The spectacular implosion of the FTX group this week was most likely the worst week for the crypto industry since its inception. Watching its meltdown live on Twitter (while Twitter itself is going through troubles of its own!) was both entertaining and stomach-churning at the same time. Unfortunately this blow is going to have a ripple effect in the industry and a few more players will go down.

This is a good thread with the raise of SBF and what likely happened to FTX:

TLDR: Alameda was bailed out by FTX with customer funds due to highly risky bets to put it mildly. Among other niceties, we've found that they had 1.1btc in their cold wallet and over 1.4b of BTC liabilities.

Now the "altruistic" moves of FTX trying to "bail out" Voyager are clearer, they were hoping that by merging their books they could disguise their shenanigans. There were also talks to buy Robinhood, imagine if that had actually gone down!? It would have snowballed to a nation-wide mess.

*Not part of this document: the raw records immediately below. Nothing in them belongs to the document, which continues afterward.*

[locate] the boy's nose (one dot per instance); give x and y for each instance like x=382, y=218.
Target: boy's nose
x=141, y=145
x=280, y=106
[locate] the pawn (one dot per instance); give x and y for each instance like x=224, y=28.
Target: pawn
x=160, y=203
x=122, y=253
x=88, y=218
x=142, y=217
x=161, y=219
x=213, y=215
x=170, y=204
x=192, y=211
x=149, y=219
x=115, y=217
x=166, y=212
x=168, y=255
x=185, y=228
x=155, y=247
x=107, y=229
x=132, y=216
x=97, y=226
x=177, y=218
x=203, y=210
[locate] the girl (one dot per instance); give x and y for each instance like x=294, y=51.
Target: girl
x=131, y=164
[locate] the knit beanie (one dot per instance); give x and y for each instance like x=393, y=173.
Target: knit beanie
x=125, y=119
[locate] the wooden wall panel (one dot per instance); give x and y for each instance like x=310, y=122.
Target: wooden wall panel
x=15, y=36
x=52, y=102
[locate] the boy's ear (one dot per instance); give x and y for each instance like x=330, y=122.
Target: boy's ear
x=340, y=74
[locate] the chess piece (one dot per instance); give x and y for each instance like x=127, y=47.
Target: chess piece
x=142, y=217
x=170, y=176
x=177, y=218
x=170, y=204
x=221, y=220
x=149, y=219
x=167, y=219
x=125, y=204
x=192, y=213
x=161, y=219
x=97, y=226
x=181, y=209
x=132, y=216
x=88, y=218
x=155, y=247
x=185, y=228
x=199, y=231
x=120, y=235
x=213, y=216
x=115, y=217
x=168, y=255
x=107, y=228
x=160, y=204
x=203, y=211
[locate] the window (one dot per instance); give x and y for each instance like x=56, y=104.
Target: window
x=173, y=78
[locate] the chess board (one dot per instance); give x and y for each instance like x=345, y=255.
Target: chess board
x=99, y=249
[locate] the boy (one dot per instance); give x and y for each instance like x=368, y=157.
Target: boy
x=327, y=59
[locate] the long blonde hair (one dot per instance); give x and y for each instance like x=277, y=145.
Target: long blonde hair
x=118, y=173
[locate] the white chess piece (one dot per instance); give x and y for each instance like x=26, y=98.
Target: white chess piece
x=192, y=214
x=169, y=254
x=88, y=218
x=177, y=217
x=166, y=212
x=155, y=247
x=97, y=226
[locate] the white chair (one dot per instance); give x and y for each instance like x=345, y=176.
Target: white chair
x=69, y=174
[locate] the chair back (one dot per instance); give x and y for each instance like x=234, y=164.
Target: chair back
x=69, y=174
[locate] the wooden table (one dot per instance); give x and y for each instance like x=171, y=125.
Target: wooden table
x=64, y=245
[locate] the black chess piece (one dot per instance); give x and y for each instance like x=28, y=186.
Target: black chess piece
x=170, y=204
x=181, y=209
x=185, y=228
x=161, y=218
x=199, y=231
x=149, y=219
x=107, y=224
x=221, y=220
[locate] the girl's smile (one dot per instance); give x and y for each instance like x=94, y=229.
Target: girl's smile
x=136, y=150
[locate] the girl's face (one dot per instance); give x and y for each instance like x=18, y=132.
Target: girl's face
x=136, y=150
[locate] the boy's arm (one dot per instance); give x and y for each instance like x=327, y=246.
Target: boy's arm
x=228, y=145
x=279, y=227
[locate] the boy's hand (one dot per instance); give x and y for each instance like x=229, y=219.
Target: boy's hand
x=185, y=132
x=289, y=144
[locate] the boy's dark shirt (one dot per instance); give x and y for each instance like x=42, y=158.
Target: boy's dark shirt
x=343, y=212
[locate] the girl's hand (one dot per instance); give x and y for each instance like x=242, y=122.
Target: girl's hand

Ultimately I think this has been good for the industry, having these guys running the 3rd largest exchange in the world was a ticking time bomb. At the same time I really feel for all the FTX users that have lost their entire net worth due to the recklessness of SBF & co.

Some of my takes:

  • This mess was the result of unethical and risky business practices. Nothing unique to crypto though. This happens all the time in the financial world. Blockchain makes it easier to track it!
  • This goes against the ethos of crypto, but more regulation is needed. It needs to be workable regulation though! No point in making the life of EU and US exchanges miserable as this will just increase the number of users flocking to exchanges on grey jurisdictions where they ultimately get hosed.
  • DeFi is the future. Over-leveraging and financial shenanigans can't happen due to smart contracts.
  • This has been a good reminder that we should strive to minimize the assets deposited on exchanges. Not your keys not your coins.